In February we reported that the appeal by British Gas against the finding that their employee, Mr Lock, was entitled to commission included in his calculation of holiday pay was unsuccessful. So exactly what should and should not be included, and is there any certainty in sight for employers trying to deal with this thorny issue?
Unfortunately the answer to the latter question is that there are still some significant questions to be answered. Some of the more recent decisions have been made by the Employment Tribunal and therefore are not binding on other Tribunals - input will be needed from the EAT or a higher court before the position will become completely clear. For the time being employers should consider the following when calculating holiday pay:-
- Non guaranteed but compulsory overtime should be included in holiday pay. Cautious employers may also want to include voluntary overtime following a decision from the Northern Irish Court of Appeal (Patterson v Castlereagh Borough Council) which found that in certain circumstances it should be included. However, the court did not hear full submissions on the key principles involved. A number of recent Tribunal decisions have followed suit, all being focussed on whether the payments could be considered to form part of "normal pay";
- In the case of allowances the key question is whether or not the allowance is intended to simply cover costs (in which case it will not be included) or whether the reason for the payment goes beyond that.
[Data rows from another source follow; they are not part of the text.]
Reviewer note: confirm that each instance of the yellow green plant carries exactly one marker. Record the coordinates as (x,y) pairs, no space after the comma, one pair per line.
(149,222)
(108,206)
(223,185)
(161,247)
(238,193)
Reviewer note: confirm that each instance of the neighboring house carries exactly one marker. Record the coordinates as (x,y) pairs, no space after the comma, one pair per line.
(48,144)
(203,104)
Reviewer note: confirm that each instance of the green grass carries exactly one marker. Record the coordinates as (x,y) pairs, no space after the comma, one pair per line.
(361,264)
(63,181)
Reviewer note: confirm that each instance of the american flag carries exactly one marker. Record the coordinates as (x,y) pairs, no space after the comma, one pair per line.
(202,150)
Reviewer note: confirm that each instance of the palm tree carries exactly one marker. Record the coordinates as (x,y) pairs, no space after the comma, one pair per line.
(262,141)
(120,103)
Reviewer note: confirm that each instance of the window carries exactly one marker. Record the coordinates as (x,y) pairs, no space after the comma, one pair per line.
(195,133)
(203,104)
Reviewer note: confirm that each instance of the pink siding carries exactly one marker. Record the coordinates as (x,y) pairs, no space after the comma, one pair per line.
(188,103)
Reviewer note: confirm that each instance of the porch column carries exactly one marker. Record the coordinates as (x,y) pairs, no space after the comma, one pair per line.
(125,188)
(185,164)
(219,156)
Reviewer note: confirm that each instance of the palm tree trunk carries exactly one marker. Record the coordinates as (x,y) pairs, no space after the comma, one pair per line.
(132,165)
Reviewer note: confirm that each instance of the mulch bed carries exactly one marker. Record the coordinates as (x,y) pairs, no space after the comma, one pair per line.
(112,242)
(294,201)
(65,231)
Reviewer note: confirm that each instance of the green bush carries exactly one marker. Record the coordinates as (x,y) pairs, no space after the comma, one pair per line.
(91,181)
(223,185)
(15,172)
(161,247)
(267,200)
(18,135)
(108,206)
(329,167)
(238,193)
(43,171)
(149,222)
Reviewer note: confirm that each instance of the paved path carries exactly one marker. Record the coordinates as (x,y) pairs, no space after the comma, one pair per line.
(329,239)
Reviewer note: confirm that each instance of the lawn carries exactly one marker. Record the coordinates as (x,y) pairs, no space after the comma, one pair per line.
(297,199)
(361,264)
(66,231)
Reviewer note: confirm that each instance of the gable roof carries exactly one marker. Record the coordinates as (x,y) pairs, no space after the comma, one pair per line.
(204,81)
In other words, if allowances paid to workers for travel go above what the actual cost is, then the additional element should be included in the calculation of holiday pay;
- In one of the leading cases, Bear Scotland, the Employment Tribunal were of the view that stand by and emergency call out payments should be included as they were intrinsically linked to performance of an employee's duties. In Whitehead & Ors v EMH Housing Regeneration Limited the Tribunal decided that standby and call out allowance should be included because they had been paid for the last several years and the judge also made the point that not to include them would discourage workers from taking holidays;
- As reported in February, the present position with commission is that it should be included in the calculation of holiday pay (British Gas have though appealed this decision); and
- In the case of Wood & others v Hertel (UK) Ltd & another it was found that an incentive bonus (relating to hours worked, performance and not taking part in unofficial industrial action) should also be included in the calculation as in the circumstances of this case they were "normal remuneration" and intrinsically linked to the performance of the worker's task. It is not clear however whether annual discretionary bonuses should be included. They are often intrinsically linked to an employee's performance but the key question then becomes whether they could be said to be "normal remuneration". It is likely that a case will be brought on this point at some point in the future.
Overall the position remains somewhat unsatisfactory for employers who will need to await the outcome of outstanding appeals before any more guidance is available. In the meantime employers should keep the area under review. The two key questions are: (1) is the payment intrinsically linked to the performance of task which the worker is contracted to perform; and (2) can the payments be described as "normal". We recommend that advice is taken prior to making any changes to holiday pay arrangements as a number of different strategies can be adopted.